- Directed by: Francisco Lombardi
- Screenplay by: Giovanna Pollarolo
- Based on: Tinta roja by Alberto Fuguet
- Starring: Giovanni Ciccia; Gianfranco Brero; Fele Martínez; Lucía Jiménez;
- Cinematography: Teo Delgado
- Edited by: Danielle Fillios
- Music by: Bingen Mendizábal
- Production companies: América Producciones; Tornasol Films; Producciones Inca Films;
- Distributed by: Alta Films
- Release dates: September 22, 2000 (Zinemaldia); November 1, 2000 (Peru);
- Running time: 121 minutes
- Countries: Peru; Spain;
- Language: Spanish

= Red Ink (2000 film) =

Red Ink (Tinta roja) is a 2000 drama film directed by Francisco Lombardi from a screenplay written by Giovanna Pollarolo, based on the novel by Alberto Fuguet.

==Plot summary==
Two university students, Alfonso Fernandez Ferrer and his girlfriend Nadia, report to the editor of a tabloid newspaper to begin their stints as trainees.

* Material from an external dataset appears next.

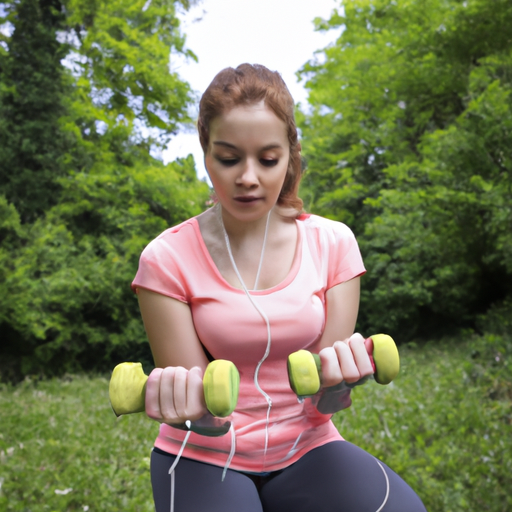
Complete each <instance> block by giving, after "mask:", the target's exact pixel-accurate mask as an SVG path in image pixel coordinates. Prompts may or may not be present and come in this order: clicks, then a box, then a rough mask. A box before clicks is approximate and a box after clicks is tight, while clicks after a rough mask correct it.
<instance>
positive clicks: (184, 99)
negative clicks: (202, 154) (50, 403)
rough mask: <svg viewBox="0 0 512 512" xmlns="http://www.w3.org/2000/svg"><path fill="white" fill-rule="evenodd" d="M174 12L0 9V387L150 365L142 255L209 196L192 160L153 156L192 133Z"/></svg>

Nadia is given first choice and chooses the entertainment section as her assignment. Alfonso indicates that he too wanted the entertainment section but is advised that, since the newspaper's policy is to assign only one trainee to each section and Nadia has already chosen entertainment, Alfonso must work in a different section. To Alfonso's consternation, he is assigned to serve as a trainee to Don Saul, the editor of the police crime section.